John Irving had me at Garp. By the time Owen came along, I was a goner. (Or at least until the Fourth Hand. But that's another posting.)
Number 3: We Need to Talk About Kevin, Lionel Shriver
Lionel Shriver might very well be me in another life. The me that didn't have children and didn't want to. The me that moved countries and wrote angrily - long distance - about her abandoned home. The me that imagined any child could grow up to be a high school serial killer if he didn't have a mother who loved him. This novel riveted me because I both loathed and loved the protagonist's voice. The letters she writes to her estranged husband are a testament to the perpetual and pointless second guessing and only iffing we parents subject ourselves to any time our children break our code, or our rules, or even the law. Kevin does more than break the law - he defies nature. And so does Kevin's mother, or we think she does, until we work through her angst and see just what kind of horrible price had to be paid in order for her to forgive herself. This one divides my reading friends, but those who love this book, love it fiercely, angrily, determinedly. So, for that reason alone, as a means of dividing my friends into those who get it and those who don't - those who get me, and those who don't - it's my favourite of standard recommendations.
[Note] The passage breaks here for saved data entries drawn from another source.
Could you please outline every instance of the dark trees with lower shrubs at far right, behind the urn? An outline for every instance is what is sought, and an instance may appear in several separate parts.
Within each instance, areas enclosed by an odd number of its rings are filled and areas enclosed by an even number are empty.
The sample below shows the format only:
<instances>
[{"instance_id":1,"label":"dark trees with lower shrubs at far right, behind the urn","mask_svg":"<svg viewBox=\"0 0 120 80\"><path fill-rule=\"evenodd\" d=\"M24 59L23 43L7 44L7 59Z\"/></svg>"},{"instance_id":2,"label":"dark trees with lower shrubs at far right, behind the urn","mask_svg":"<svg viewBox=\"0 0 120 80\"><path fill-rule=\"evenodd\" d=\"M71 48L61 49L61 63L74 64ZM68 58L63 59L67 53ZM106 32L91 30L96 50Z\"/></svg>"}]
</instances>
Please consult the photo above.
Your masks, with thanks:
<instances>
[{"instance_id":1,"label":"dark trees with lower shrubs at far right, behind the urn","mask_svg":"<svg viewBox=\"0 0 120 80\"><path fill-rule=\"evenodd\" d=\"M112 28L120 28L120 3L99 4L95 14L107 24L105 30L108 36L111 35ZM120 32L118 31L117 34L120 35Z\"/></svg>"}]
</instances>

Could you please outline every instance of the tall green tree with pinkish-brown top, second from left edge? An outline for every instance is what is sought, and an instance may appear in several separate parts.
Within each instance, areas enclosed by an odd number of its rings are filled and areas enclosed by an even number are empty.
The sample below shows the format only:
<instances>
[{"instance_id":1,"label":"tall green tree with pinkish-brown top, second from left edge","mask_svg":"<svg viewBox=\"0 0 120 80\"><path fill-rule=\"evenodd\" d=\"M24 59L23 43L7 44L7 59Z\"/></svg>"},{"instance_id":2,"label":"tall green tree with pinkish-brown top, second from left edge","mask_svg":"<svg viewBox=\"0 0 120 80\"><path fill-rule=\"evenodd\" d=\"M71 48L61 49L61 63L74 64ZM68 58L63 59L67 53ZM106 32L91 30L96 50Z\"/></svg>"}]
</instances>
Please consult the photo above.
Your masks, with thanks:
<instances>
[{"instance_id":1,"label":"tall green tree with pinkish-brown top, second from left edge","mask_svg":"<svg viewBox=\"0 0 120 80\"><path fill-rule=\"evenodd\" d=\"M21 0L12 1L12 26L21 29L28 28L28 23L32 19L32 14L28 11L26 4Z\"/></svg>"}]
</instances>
Number 2: Beloved, Toni Morrison
My first foray into contemporary Nobel winning literature, and one that stayed with me for years afterwards. Small, sharp sentences, original and unforgettable imagery and a mystery teased out just long enough to keep me engaged without distracting from the amazing characterisations. The beauty of the language, the power of the story, and the strange mix of brutal reality alongside paranormal intrigue is positively breathtaking. Read, and re-read. Then read again.
Number 1: The Road, Cormac McCarthy
I always start discussions of The Road with a sigh. So picture me sighing. There's something about this novel that moves me - no, pains me - in a way that no other novel does. Or will. The language is as sparse as it is poignant. There is not an errant word, nor a superlative in sight. The characterisations of the boy and his father - characters without names, on a landscape so bleak it defies description - are as true and as clear as if they were my own family. I don't know their eye colour, the cut of their hair, what they liked, or what they did before I first met them on the page. I don't need to. They have each other, and that's really all there is. And, incredibly, it's more than enough.
This story is an ode to the love of a father for his son - the love of a parent for their child - and yet, the word "love" is not used once. There are no grand speeches. No waxing lyrical on the power of the paternal bond. It's one step in front of the other. One silent but grim decision followed closely by the next, surviving every brutal day with dogged relentlessness, in a world where the truest expression of love is in the shape of two solitary bullets, saved for that day when the worst happens. Can you do it? the man asks himself. Can you kill your own son?
McCarthy has painted a world so brutal and desperate that you find yourself praying he can.
Read it if you dare. Be warned though, you'll not read anything else like it again.